Love You More (Tessa Leoni, #1)(93)



My father inhaled one last time, then stubbed out his cigarette. He didn’t use an ashtray; his scarred workbench got the job done.

“Knew you’d come,” he said, speaking with the rasp of a lifetime smoker. “News just announced your escape. Figured you’d head here.”

So Sergeant Warren had copped to her mistake. Good for her.

I ignored my father, heading for the acetylene torch.

My father was still dressed in his oil-stained coveralls. Even from this distance I could tell his shoulders remained broad, his chest thickly muscled. Spending all day with your arms working above your head will do that to a man.

If he wanted to stop me, he had brute strength on his side.

The realization made my hands tremble as I arrived at the twin tanks of the acetylene torch. I took the safety goggles down from their nearby hook and set about prepping for business. I wore the dark gloves Juliana had supplied for me. I had to take them off long enough to dismantle the cellphone—slide off the cover, remove the battery.

Then I slipped the black gloves back on, topping them with a heavy-duty pair of work gloves. I set the duffel bag next to the wall, then placed the cellphone in the middle of the cement floor, the best surface when working with a torch that can cut through steel like a knife through butter.

When I was fourteen, I’d spent an entire summer working at my father’s shop. Helped change oil, replace spark plugs, rotate tires. One of my misguided notions, that if my father wouldn’t take an interest in my world, maybe I should take an interest in his.

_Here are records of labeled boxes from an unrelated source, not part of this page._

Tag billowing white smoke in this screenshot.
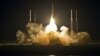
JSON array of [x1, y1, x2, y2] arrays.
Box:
[[16, 18, 90, 46]]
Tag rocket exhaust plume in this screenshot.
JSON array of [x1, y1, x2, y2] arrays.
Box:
[[16, 7, 90, 46]]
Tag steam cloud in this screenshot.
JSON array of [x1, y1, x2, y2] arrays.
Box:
[[16, 22, 90, 46]]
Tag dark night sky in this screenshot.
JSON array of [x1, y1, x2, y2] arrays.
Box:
[[0, 0, 100, 40]]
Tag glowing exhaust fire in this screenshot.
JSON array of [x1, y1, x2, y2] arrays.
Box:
[[16, 9, 90, 46], [45, 17, 57, 33]]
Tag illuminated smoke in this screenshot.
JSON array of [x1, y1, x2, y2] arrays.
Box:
[[16, 17, 90, 46]]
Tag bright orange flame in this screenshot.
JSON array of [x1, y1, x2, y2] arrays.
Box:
[[45, 17, 57, 33]]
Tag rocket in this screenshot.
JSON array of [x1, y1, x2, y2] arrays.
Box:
[[70, 9, 74, 37], [34, 10, 36, 23], [51, 3, 54, 17], [29, 9, 32, 22], [75, 10, 78, 32]]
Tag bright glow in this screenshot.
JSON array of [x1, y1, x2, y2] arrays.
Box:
[[45, 17, 57, 33]]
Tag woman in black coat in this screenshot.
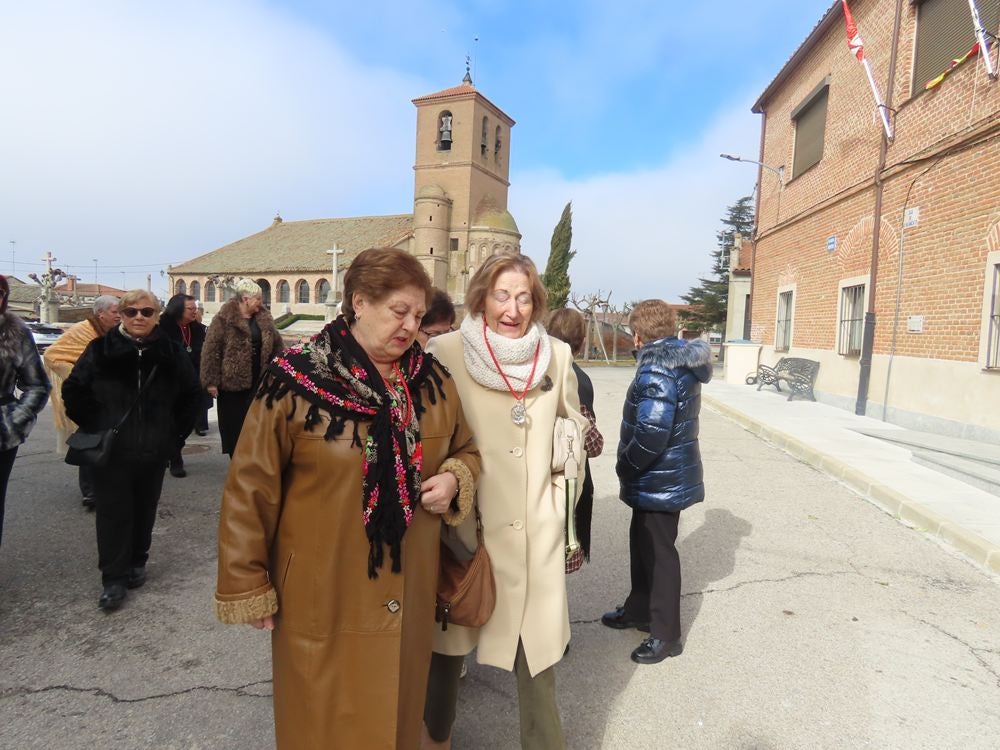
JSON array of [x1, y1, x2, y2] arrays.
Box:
[[62, 289, 201, 612], [0, 276, 50, 548], [601, 300, 712, 664], [160, 294, 211, 477]]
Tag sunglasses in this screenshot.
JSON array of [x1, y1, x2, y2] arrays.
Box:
[[122, 307, 156, 318]]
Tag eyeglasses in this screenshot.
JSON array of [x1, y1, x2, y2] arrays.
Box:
[[122, 307, 156, 318]]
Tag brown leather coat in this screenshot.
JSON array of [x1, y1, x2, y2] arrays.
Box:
[[216, 365, 479, 750]]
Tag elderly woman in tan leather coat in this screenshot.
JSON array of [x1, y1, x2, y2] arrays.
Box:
[[423, 255, 588, 750], [216, 249, 479, 750]]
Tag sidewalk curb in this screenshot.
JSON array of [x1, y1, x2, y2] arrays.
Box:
[[701, 391, 1000, 573]]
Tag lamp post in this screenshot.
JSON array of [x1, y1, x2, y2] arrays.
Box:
[[719, 154, 785, 186], [719, 154, 785, 352]]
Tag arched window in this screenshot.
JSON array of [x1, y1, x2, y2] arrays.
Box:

We worked side by side all summer, him barking out orders in his deep, rumbling voice. Then, come break time, he’d retreat to his dust-covered office, leaving me alone in the garage to eat. No random moments of comfortable silence between father and daughter, no spare words of praise. He told me what to do. I did what he said. That was it.

By the end of the summer, I’d realized my father wasn’t a talker and probably never would love me.

Good thing I had Juliana instead.

My father remained on the stool. Cigarette done, he’d moved on to the Jack Daniel’s, sipping from an ancient-looking plastic cup.

I lowered my safety goggles, lit the torch, and melted Officer Fiske’s cellphone into a small, black lump of useless plastic.

Hated to see the thing go—never knew when the ability to make a call might come in handy. But I couldn’t trust it. Some phones had GPS, meaning it could be used to track me. Or if I did make a call, they could triangulate the signal. On the other hand, I couldn’t risk just tossing it either—if the police recovered it, they would trace my call to Juliana.

Hence, the acetylene torch, which, I have to say, got the job done.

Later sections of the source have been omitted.